Concerns about Red-Green-Refactor

Green, Red, Green, GreenI have never worked in an environment that practices Test Driven Development (TDD), but the little that I have read suggests that there are three phases: Red – The Test is written, and checked that it will fail properly; Green – The test code is rewritten so that is passes ‘by any means possible’; and finally Refactor – the code under test is refactored to produce the desired end-results for real.

I understand the point of testing that your test can fail, but I don’t understand why its a good idea to make it look like your test is passing with anything other than real code? At ‘Red’ I can hope no-one will mistake my failing test for something that is working or finished – at ‘Green’ however, I have a test that appears to be functioning and could easily be mistaken for a test that was complete for code that was complete! The process has three steps; Write Test, Write basic Production Code, and Refactor…. but the measurement system has just two outputs; Red and Green. The output does not tell an interested third party where the process got to – or to put it another way, there is no correlation between the process and the output. Now, if a test could somehow be informed where you were at in the development process you could have Red – Chartreuse – Green – with the middle-colour (indicating yellowish-green) also marking the middle step of the process and a kind-of test pass (but not the real test pass). But to do this, you would have to maintain meta-data in your code about the process you were following when coding, which would itself become another point of failure, perhaps?

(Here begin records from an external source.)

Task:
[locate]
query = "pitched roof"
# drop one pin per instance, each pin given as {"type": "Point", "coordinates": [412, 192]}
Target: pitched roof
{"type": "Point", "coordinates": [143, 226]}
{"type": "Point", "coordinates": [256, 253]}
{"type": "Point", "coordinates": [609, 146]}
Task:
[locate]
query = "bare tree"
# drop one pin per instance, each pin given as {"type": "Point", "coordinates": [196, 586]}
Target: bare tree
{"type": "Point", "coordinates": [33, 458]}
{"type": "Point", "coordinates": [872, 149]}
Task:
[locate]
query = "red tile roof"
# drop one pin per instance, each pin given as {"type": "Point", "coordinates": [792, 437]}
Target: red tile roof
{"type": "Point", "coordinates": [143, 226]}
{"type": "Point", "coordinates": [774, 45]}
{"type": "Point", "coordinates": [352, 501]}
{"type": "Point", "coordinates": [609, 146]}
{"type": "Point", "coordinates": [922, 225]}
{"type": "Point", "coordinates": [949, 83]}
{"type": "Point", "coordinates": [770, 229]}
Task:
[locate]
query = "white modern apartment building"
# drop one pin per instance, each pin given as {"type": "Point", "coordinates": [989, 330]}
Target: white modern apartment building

For example, in Automated Builds I mentioned that I had noticed confusion between causes of test failures (was it a bad test, or a bad code-change), and one might additionally imagine complaints that a test was at Chartreuse (because it had been incorrectly marked as being at the central phase when in fact it really ought to have gone back to the ‘Red’ step because changes to functionality should have resulted in tests being rewritten. I can’t help but feel I am being a little ridiculous here, but…?

In fact, thinking about it, I have seen tests that indicate that the TDD process is in fact Green, Red, Green, Green – because if you write a test with no Assert the test will pass (in my experience with NUnit at least). Therefore, you can have a test that appears to work (it’s green) and yet nothing has been tested. maybe it is melodramatic to say it, but that’s scary and very wrong.

Let me be clear, I am not against starting new coding with writing unit tests, and I certainly believe that designing code from the ground-up to be testable is a good thing, but I just can’t understand this desire to ‘hack’ code to achieve a unit-test success in the steps to tested and working code.